Sleep disturbances are tightly linked to cardiovascular risk, yet polysomnography (PSG)-the clinical reference standard-remains resource-intensive and poorly suited for multi-night, home-based, and large-scale screening. Single-lead electrocardiography (ECG), already ubiquitous in Holter and patch-based devices, enables comfortable long-term acquisition and encodes sleep-relevant physiology through autonomic modulation and cardiorespiratory coupling. Here, we present a proof-of-concept Holter-to-Sleep framework that, using single-lead ECG as the sole input, jointly supports overnight sleep phenotyping and Holter-grade cardiac phenotyping within the same recording, and further provides an explicit analytic pathway for scalable cardio-sleep association studies. The framework is developed and validated on a pooled multi-center PSG sample of 10,439 studies spanning four public cohorts, with independent external evaluation to assess cross-cohort generalizability, and additional real-world feasibility assessment using overnight patch-ECG recordings via objective-subjective consistency analysis. This integrated design enables robust extraction of clinically meaningful overnight sleep phenotypes under heterogeneous populations and acquisition conditions, and facilitates systematic linkage between ECG-derived sleep metrics and arrhythmia-related Holter phenotypes. Collectively, the Holter-to-Sleep paradigm offers a practical foundation for low-burden, home-deployable, and scalable cardio-sleep monitoring and research beyond traditional PSG-centric workflows.

Figures (10)

• Figure 1: Overview of the Holter-to-Sleep study design and analytic workflow.a, Data collection. Single-lead ECG was extracted from multi-center PSG cohorts. b, Model development. ECG-based deep learning model for sleep staging and sleep disturbance detection. c, Wearable data validation. Participants underwent overnight recordings using a patch-based ECG device, accompanied by PSQI-based subjective sleep quality assessment; model-derived sleep-consistency metrics were used to evaluate real-world agreement. d, Holter-derived cardiac metrics and sleep associations. Model outputs were used to align long-duration nocturnal ECG with sleep, enabling joint extraction of sleep metrics and Holter-grade cardiac phenotypes, followed by association analyses to support scalable cardio--sleep phenotyping.
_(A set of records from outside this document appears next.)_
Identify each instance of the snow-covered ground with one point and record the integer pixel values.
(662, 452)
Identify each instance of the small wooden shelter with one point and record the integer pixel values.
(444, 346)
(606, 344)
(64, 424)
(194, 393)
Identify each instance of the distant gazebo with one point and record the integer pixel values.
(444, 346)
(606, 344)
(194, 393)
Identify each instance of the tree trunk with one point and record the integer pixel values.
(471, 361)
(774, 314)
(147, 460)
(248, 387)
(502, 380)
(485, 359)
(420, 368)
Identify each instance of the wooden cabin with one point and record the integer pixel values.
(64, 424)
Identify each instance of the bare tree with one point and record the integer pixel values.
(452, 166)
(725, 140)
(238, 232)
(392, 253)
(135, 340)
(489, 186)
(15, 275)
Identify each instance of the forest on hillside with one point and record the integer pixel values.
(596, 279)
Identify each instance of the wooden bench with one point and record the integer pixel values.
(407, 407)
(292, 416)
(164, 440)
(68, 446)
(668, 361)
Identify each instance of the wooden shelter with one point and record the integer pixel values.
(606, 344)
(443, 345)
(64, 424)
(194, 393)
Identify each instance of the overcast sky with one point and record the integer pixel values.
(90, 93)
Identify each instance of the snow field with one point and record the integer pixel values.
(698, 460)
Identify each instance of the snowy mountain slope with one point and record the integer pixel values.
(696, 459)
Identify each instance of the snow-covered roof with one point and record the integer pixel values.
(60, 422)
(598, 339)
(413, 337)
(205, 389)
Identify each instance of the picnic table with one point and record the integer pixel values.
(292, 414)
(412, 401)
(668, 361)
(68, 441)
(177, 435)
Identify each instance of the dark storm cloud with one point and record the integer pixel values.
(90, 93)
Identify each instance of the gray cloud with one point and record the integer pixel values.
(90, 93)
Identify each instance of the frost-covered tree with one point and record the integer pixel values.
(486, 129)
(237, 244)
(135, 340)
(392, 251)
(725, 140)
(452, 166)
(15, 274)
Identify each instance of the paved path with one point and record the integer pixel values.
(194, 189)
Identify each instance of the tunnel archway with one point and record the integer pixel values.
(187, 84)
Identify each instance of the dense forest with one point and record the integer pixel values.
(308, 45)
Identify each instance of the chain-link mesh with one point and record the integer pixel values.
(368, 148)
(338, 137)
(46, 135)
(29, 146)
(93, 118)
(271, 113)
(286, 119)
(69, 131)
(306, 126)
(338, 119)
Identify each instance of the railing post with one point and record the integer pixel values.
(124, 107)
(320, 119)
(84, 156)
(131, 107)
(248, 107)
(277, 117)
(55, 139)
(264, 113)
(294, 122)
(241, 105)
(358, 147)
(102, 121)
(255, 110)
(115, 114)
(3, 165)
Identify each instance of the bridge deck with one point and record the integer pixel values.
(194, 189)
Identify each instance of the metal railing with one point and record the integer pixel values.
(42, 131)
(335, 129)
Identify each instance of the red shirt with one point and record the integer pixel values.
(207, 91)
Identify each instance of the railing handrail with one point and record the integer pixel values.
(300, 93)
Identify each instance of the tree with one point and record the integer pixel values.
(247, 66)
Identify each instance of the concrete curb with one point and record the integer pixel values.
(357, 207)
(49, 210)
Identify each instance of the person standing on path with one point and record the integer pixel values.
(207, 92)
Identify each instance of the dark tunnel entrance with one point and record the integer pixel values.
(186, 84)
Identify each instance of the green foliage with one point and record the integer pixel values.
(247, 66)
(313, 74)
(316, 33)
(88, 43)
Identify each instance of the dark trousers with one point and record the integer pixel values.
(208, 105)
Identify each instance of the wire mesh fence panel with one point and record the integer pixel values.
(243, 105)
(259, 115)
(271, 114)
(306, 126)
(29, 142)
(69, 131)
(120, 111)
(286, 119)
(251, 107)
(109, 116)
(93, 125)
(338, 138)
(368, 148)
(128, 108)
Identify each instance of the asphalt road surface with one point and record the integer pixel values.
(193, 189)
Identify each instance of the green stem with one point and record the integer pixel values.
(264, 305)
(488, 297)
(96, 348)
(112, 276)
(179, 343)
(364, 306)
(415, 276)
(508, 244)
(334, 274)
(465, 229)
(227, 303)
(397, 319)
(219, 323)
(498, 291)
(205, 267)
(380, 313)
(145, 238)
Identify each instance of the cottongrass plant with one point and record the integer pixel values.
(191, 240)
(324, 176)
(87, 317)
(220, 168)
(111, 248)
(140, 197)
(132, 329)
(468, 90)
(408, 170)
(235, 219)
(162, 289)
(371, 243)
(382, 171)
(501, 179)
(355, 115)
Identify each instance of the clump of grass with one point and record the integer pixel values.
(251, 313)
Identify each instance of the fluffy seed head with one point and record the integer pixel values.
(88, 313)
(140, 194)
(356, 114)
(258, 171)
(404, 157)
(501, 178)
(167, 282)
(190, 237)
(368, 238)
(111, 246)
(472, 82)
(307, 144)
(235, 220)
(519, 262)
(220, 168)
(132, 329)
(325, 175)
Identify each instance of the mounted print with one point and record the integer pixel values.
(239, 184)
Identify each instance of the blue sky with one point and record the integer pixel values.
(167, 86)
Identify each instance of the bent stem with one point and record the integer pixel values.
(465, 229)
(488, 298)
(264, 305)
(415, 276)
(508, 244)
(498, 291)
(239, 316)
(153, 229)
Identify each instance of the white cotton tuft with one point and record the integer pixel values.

• Figure 2: Cross-cohort generalization of single-lead ECG sleep staging on internal and external validation. The top row shows internal validation and the bottom row shows external validation; from left to right are confusion matrices for 5-class, 4-class, 3-class, and 2-class staging. Each cell reports the epoch count, with the percentage in parentheses normalized by the predicted class. For 4-class staging, Light merges N1+N2 and Deep corresponds to N3; for 3-class staging, NREM merges N1--N3; for 2-class staging, Sleep merges N1--N3 and REM.
• Figure 3: Cross-cohort generalization of sleep event detection. ROC curves are shown for arousal and respiratory event detection; the left panel corresponds to internal validation and the right panel to external validation. The area under the ROC curve (AUC) is reported in each panel.
• Figure 4: Real-world wearable validation of ECG-derived sleep consistency metrics against PSQI. Scatter plots show associations between normalized PSQI scores and model-derived overnight metrics. Left: wake probability, defined as the overnight mean of epoch-wise predicted wake probabilities. Right: sleep efficiency estimated from model-inferred sleep--wake information. Solid lines indicate linear regression with 95% confidence bands. Pearson's correlation coefficient ($r$) and two-sided $p$ values are shown in each panel.
• Figure 5: ECG-derived sleep phenotypes differ across Holter arrhythmia-related strata. Violin plots show distributions of time in bed (TIB), sleep latency (SL), sleep efficiency (SE), and oxygen desaturation index at 3% (ODI 3%). Participants are stratified by (i) frequent premature ventricular contractions (PVC burden $\geq 21$ events h$^{-1}$) versus non-frequent PVC, (ii) frequent premature atrial contractions (PAC burden $\geq 30$ events h$^{-1}$) versus non-frequent PAC, (iii) atrial fibrillation (AF) presence during sleep versus absence, and (iv) ventricular tachycardia (VT) presence during sleep versus absence. Embedded boxplots indicate the median and interquartile range. Values below each panel denote mean$\pm$s.d. $P$ values from between-group comparisons are annotated in each panel. TIB and SL are reported in minutes, SE in %, and ODI 3% in events h$^{-1}$.